Bowling Ball Loft Distance
By: bowlingball.com, 6/22/16
As an advanced bowler, if you are unsure about your bowling ball loft distance and what might be best for your game, then consider these next few related points:
*regulate your ball speed to control ball skid distance. In doing so, you will also key the very moment your hand exits your bowling ball consistently.
*enter your sliding step using a well balanced posture and hold that form until your ball exits your hand. Reducing head and torso movement while releasing your ball and holding your spine angle
still heads you control your loft distance.
*exit your bowling hand from the ball as close to the same point relative to your sliding shoe laces each delivery you make. If you tend to over-loft your ball, key your release a bit sooner nearer the heel of your sliding shoe.

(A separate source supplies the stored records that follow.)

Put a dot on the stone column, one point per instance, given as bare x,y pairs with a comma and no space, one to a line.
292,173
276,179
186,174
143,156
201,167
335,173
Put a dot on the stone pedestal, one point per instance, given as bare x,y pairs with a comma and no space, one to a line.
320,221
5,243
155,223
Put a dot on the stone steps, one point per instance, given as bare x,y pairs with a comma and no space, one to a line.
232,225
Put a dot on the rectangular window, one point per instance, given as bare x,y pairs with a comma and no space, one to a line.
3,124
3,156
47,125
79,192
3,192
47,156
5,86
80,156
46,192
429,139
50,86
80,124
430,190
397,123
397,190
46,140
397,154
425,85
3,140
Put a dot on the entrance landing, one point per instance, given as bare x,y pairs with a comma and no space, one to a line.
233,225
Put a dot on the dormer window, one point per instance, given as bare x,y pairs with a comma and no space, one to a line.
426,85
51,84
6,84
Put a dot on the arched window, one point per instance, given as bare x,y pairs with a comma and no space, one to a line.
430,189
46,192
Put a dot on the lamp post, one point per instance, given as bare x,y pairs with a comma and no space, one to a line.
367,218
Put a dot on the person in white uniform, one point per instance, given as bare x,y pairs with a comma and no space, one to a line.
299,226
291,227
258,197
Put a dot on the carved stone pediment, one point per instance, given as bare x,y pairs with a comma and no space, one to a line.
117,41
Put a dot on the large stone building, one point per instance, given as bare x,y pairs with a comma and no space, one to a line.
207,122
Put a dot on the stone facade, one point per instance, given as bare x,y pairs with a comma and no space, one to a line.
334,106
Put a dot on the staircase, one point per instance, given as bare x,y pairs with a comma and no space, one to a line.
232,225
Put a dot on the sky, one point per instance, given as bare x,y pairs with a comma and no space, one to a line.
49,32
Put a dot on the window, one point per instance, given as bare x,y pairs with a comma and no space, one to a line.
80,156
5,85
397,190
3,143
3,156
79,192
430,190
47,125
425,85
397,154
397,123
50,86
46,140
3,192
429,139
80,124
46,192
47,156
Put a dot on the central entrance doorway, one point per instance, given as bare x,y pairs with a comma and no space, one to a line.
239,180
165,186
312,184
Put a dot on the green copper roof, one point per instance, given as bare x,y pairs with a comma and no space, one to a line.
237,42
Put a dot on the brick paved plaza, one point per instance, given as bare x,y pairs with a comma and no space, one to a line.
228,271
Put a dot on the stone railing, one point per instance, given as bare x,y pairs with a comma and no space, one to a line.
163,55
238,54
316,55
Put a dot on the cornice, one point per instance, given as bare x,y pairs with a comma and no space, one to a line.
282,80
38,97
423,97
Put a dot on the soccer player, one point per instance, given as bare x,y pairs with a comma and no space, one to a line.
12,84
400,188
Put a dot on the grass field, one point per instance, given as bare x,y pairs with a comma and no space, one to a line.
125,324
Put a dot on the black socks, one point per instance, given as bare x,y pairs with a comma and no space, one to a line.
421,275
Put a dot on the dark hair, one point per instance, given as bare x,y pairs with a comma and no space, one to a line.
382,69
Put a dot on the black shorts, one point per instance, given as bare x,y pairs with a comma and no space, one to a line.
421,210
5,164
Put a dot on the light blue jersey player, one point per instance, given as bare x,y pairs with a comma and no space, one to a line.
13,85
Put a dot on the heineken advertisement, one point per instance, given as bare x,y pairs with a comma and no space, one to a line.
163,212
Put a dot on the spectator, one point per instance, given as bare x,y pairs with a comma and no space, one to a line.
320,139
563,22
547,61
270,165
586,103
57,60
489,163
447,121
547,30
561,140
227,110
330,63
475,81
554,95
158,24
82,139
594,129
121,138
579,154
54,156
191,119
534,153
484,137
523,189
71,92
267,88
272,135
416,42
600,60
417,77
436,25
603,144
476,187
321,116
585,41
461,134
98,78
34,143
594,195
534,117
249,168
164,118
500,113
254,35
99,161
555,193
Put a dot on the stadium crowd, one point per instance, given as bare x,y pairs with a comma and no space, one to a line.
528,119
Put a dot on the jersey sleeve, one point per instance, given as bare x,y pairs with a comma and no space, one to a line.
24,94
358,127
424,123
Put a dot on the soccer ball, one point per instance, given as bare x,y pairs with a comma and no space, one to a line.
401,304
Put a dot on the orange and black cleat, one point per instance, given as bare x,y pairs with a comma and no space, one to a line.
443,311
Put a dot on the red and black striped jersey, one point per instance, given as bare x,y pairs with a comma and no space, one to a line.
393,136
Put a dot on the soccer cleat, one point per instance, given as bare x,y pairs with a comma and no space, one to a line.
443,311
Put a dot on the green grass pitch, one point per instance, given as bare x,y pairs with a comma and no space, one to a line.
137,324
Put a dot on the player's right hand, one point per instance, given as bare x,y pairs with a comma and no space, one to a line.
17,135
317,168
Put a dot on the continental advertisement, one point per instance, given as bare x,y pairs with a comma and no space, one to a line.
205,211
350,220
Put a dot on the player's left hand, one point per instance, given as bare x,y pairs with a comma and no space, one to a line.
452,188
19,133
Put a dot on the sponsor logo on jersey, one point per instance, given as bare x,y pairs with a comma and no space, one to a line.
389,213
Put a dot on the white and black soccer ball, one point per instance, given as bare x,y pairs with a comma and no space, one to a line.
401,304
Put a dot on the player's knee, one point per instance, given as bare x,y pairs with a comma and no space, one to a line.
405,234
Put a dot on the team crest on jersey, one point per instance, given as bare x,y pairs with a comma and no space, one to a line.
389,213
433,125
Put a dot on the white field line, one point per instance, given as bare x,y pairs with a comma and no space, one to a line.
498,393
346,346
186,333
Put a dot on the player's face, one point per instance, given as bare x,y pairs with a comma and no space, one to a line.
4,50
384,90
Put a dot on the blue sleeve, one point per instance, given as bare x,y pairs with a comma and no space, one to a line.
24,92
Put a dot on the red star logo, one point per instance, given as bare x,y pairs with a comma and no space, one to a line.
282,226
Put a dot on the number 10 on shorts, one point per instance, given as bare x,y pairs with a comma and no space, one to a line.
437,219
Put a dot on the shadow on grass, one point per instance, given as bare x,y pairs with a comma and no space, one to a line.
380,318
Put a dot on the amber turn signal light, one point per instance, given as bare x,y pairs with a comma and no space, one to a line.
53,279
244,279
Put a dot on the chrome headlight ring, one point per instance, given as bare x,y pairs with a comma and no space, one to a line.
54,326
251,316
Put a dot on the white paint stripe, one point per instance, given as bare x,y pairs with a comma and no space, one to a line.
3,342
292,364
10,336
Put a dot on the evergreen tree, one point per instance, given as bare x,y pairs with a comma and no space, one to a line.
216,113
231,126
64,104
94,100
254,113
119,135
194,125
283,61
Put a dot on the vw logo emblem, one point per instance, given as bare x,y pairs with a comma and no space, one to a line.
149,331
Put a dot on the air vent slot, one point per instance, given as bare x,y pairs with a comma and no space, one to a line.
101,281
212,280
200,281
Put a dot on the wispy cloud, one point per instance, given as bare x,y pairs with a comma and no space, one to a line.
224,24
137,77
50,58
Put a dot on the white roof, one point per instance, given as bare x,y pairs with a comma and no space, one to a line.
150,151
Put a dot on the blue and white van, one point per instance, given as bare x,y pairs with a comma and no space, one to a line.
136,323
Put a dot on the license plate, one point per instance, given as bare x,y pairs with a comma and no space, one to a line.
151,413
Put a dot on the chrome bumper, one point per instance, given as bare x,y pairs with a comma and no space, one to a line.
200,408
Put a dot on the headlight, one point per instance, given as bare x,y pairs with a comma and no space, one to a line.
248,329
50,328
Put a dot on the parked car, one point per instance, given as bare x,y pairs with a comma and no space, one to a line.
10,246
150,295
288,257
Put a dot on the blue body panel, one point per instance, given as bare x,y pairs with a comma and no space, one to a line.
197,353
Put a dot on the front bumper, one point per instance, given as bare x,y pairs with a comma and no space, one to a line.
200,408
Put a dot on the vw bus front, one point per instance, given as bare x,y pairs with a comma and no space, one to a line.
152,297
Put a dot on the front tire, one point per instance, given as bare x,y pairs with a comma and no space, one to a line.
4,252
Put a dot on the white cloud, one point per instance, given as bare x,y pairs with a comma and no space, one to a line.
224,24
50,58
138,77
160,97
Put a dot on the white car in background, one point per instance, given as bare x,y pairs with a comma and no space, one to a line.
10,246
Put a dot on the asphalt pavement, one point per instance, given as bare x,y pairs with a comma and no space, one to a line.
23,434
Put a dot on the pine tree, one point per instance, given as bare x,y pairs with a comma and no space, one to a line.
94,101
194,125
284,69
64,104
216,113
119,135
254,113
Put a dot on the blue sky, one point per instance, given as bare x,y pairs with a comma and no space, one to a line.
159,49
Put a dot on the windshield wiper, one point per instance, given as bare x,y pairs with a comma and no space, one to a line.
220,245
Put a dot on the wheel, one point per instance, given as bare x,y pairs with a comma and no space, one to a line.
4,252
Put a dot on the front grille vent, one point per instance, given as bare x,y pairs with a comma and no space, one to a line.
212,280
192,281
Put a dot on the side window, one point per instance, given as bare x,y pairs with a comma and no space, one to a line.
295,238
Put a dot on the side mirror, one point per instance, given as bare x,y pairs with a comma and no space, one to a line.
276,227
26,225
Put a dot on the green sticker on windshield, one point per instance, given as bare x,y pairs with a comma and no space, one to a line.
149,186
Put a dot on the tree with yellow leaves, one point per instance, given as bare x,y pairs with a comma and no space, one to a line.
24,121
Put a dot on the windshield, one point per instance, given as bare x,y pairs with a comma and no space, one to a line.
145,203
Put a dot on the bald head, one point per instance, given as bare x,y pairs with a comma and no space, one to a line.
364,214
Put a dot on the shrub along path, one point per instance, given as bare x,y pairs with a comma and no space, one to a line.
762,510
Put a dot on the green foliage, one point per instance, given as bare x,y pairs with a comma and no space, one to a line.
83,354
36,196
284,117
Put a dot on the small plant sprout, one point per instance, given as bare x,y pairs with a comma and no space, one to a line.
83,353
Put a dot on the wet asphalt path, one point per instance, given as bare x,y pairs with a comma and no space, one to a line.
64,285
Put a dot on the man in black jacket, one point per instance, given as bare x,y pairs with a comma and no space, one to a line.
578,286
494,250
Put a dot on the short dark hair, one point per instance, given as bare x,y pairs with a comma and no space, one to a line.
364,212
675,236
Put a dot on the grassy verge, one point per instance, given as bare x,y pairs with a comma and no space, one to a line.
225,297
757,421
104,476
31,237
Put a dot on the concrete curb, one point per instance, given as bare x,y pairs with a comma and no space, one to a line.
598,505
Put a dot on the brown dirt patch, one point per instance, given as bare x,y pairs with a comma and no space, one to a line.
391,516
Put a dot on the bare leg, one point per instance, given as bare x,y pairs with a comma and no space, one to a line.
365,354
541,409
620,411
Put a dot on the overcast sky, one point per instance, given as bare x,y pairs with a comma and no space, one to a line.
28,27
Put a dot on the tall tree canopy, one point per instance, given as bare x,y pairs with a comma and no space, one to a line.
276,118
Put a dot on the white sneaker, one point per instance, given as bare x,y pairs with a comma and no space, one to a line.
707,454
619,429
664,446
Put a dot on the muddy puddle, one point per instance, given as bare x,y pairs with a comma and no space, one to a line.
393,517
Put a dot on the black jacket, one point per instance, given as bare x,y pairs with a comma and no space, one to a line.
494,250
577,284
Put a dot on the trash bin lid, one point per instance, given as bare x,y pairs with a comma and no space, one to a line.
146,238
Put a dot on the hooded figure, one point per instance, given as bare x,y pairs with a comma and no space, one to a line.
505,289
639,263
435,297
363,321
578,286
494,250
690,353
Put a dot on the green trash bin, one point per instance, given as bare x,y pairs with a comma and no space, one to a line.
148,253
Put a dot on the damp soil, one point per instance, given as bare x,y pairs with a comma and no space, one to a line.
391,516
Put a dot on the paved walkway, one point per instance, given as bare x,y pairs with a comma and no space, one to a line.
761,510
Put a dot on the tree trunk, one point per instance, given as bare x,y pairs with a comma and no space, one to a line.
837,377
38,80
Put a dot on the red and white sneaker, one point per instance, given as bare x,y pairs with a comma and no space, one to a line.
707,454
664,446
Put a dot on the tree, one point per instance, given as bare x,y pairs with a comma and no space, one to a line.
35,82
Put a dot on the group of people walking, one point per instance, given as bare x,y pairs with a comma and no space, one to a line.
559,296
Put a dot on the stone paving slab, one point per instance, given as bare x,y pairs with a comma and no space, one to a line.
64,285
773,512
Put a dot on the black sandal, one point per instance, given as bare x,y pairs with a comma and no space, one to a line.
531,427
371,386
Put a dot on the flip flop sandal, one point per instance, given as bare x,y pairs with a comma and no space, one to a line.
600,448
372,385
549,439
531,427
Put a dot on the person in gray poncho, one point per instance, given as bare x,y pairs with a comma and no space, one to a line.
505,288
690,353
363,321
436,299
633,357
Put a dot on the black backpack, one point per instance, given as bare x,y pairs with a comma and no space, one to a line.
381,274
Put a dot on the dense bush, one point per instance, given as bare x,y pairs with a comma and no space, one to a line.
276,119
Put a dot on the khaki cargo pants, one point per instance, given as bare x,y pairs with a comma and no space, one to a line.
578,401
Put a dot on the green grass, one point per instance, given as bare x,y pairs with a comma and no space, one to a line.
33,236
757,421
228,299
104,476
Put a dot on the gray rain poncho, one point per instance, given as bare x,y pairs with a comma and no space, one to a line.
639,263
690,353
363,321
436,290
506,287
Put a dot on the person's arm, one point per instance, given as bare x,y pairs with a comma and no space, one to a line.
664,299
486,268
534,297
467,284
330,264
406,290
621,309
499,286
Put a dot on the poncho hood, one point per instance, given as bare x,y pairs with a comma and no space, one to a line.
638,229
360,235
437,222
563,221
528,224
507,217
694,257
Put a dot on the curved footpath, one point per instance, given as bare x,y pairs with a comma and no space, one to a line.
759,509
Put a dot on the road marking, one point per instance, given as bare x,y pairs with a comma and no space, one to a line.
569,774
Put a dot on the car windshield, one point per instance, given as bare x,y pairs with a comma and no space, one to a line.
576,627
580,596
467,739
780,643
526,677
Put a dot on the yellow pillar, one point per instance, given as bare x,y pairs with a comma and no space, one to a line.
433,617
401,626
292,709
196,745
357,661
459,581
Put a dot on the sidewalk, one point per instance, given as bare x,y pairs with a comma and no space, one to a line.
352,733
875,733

If you are setting the ball down too close or behind the foul line, then key your release later toward your sliding shoe toe or in front of the toe.
*avoid decelerating your follow through
motion but rather accelerate to a full and complete swing finish position every shot.
*do not rotate your bowling fingers before your ball reaches the bottom of your forward swing arc.
*deliver your ball 6” to 18” beyond the foul line. In doing so, your ball speed will tend to regulate, both of which help one another and both control loft distance
Of course, you can alter your loft distance to improve your ball reaction but be sure you are well practiced so you can trust loft adjustments
during important competition.
It is best to settle on one loft distance with only a few inches of variation so you develop a consistent release motion and so your ball speed does not vary too much.
Consistent ball speed and loft distance are vital on challenging lane conditions so you can control your ball motion both in the mid-lane and at the breakpoint.
With practice, you will improve your loft distance control and your moment of release.